Lindsey on...Post-Olympic success
"Two years ago at Valmalenco [the competition that took place after Vancouver] I knocked myself out for two minutes, so after not coming through in Vancouver and immediately getting a win right after it was like, 'see I know it was in there, something just wasn't right that day.'
"To win there after really injuring myself was incredible. It was scary just to go back and revisit that place so I felt like I conquered two fears in that sense.
"I've been coming here for a while and I think this is my ninth year. I'm pretty excited to still be a part of it and it's the biggest event of the year for the fundraisers and it's always so much fun to see the Hammerstein ballroom completely bedazzled in a different way."
Lindsey on...Moving to California for the summer
"It was fantastic. I was out there since the beginning of June, I was doing my workouts every day, surfing whenever there were waves, going on bike rides and pretty much being ridiculously active...also I took pilot lessons which was a new fun thing that I started doing.
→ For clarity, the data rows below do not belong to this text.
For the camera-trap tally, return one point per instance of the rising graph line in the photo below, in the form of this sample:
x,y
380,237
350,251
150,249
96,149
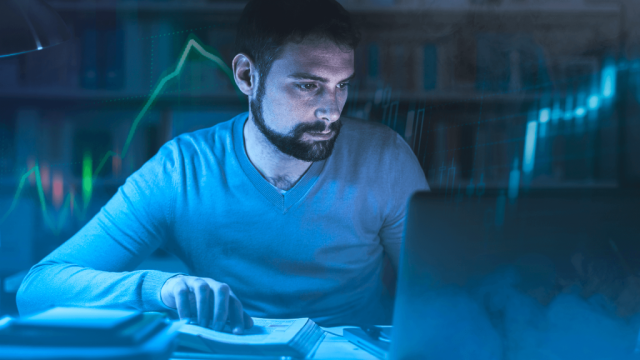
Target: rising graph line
x,y
192,44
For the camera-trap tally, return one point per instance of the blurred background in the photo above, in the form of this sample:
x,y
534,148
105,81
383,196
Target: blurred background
x,y
490,94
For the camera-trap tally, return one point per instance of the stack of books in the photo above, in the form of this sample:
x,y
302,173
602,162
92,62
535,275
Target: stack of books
x,y
79,333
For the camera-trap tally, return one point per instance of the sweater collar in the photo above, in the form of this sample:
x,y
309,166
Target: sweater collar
x,y
281,201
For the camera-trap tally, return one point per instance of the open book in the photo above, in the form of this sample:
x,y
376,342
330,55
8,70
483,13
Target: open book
x,y
282,337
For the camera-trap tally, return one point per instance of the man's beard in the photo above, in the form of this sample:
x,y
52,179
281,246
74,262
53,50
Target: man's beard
x,y
292,143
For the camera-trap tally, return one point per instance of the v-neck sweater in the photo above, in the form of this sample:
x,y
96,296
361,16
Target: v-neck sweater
x,y
315,251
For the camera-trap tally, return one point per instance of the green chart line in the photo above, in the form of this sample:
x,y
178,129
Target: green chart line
x,y
88,179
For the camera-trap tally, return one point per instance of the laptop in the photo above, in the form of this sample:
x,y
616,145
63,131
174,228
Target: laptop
x,y
551,274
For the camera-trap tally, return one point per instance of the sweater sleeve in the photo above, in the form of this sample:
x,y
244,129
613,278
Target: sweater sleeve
x,y
94,267
405,178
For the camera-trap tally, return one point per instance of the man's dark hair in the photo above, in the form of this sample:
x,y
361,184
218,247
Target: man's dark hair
x,y
265,26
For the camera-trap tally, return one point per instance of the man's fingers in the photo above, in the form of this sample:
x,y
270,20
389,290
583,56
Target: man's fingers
x,y
236,315
181,294
220,306
202,292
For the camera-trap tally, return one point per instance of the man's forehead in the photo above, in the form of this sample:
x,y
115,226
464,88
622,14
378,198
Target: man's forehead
x,y
322,58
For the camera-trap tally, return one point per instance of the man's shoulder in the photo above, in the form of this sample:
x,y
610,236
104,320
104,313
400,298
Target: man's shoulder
x,y
213,138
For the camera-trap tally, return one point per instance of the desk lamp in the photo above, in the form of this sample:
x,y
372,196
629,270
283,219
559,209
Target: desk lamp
x,y
28,25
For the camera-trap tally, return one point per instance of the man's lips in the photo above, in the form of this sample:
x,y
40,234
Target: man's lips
x,y
323,136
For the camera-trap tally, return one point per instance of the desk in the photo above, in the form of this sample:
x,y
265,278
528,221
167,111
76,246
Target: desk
x,y
332,346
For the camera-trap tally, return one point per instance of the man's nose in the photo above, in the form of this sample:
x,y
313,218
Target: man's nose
x,y
329,107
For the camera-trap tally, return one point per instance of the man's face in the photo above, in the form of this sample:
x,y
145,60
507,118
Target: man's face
x,y
298,106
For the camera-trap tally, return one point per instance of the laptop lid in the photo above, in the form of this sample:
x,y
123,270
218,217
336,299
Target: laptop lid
x,y
550,275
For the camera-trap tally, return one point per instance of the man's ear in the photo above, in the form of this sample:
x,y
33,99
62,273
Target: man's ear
x,y
245,74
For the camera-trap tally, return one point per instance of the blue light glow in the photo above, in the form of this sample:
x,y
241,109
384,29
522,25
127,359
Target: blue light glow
x,y
568,108
556,114
529,147
608,81
514,180
545,115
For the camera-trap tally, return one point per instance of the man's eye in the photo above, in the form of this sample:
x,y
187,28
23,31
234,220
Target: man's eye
x,y
307,87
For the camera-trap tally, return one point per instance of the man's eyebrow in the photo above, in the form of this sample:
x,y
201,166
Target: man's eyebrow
x,y
308,76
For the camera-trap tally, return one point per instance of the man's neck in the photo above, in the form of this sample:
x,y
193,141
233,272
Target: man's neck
x,y
279,169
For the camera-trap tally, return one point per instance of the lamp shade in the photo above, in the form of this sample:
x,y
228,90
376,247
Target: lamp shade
x,y
27,25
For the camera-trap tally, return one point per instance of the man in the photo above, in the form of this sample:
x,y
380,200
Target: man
x,y
283,212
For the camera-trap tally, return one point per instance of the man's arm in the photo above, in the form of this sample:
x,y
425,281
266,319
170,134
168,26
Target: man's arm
x,y
93,267
404,180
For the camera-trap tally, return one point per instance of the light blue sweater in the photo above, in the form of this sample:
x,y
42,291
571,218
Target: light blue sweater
x,y
316,251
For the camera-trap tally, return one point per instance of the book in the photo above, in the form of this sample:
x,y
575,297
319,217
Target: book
x,y
52,330
80,333
280,337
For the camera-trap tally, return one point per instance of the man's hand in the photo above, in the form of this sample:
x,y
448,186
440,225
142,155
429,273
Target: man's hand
x,y
206,301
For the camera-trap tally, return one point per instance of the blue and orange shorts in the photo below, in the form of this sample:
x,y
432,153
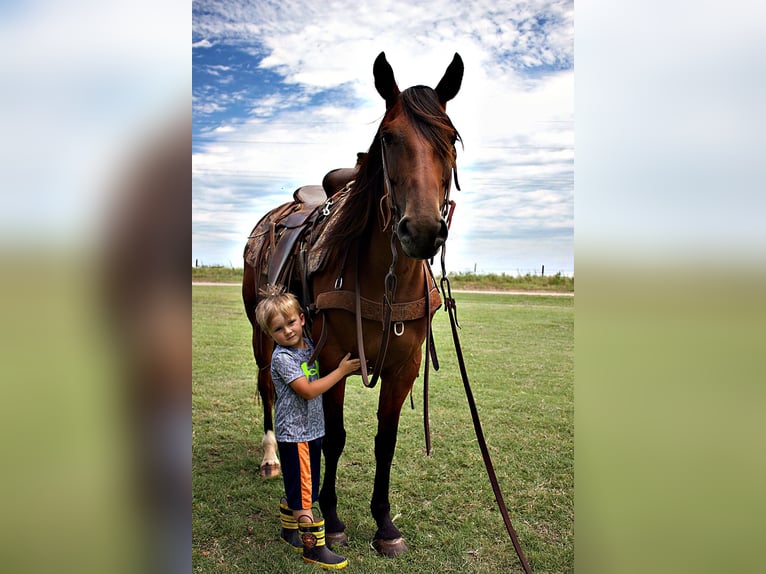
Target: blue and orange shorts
x,y
301,472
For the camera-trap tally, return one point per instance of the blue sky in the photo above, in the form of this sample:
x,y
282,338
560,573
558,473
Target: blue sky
x,y
283,92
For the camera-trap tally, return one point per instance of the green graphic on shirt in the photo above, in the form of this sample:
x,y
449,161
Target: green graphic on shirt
x,y
312,371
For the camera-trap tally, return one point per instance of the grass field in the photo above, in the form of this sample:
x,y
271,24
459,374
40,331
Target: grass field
x,y
519,353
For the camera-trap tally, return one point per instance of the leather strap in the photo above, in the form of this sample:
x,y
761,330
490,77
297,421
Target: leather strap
x,y
450,307
374,310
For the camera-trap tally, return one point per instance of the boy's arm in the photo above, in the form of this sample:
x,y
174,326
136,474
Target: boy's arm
x,y
311,390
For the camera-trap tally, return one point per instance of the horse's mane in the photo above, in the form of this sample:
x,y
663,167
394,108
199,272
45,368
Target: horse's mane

"Gidgit (her dog) loves California life. She was fit enough to pace me when I was cruising on my beach cruiser and then I even got a motorcycle later in the simmer and I put the backpack backwards and she would just sit right in the front of it and she loved going everywhere with me. We were two peas in a pod there and we absolutely loved it."
Lindsey on...Whether she had a dress in mind for the ball
"Of course," she said with wide eyes and a big smile. "I love my shoes and everything is all picked out. I'm wearing one of my favorite Dolce and Gabana dresses and then some shoes from BCBG. I rarely get to go out in New York so it's fun to be with the teammates and go to a completely different element from what you're used to."
With pinks streaks running through her hair, an infectious personality and a lovable manner, Shannon Bahrke has as much fun off the slope and on it. The bronze medalist retired after the 2010 Olympic Games, but she's had no time to relax.
She married boyfriend Matt in mid-October and is moving through the retail world by running her own coffee company out of Salt Lake City. More than 26 Team USA athletes have their own special blend and for every bag of coffee sold $1 goes back to the athlete and also a charity they have chosen.
Shannon on...Living the New York lifestyle
"I love getting dressed up and looking like a girly-girl and having my hair done so this is right up my alley with all of these fantastic people working in the salon. I'm getting the whole New York experience.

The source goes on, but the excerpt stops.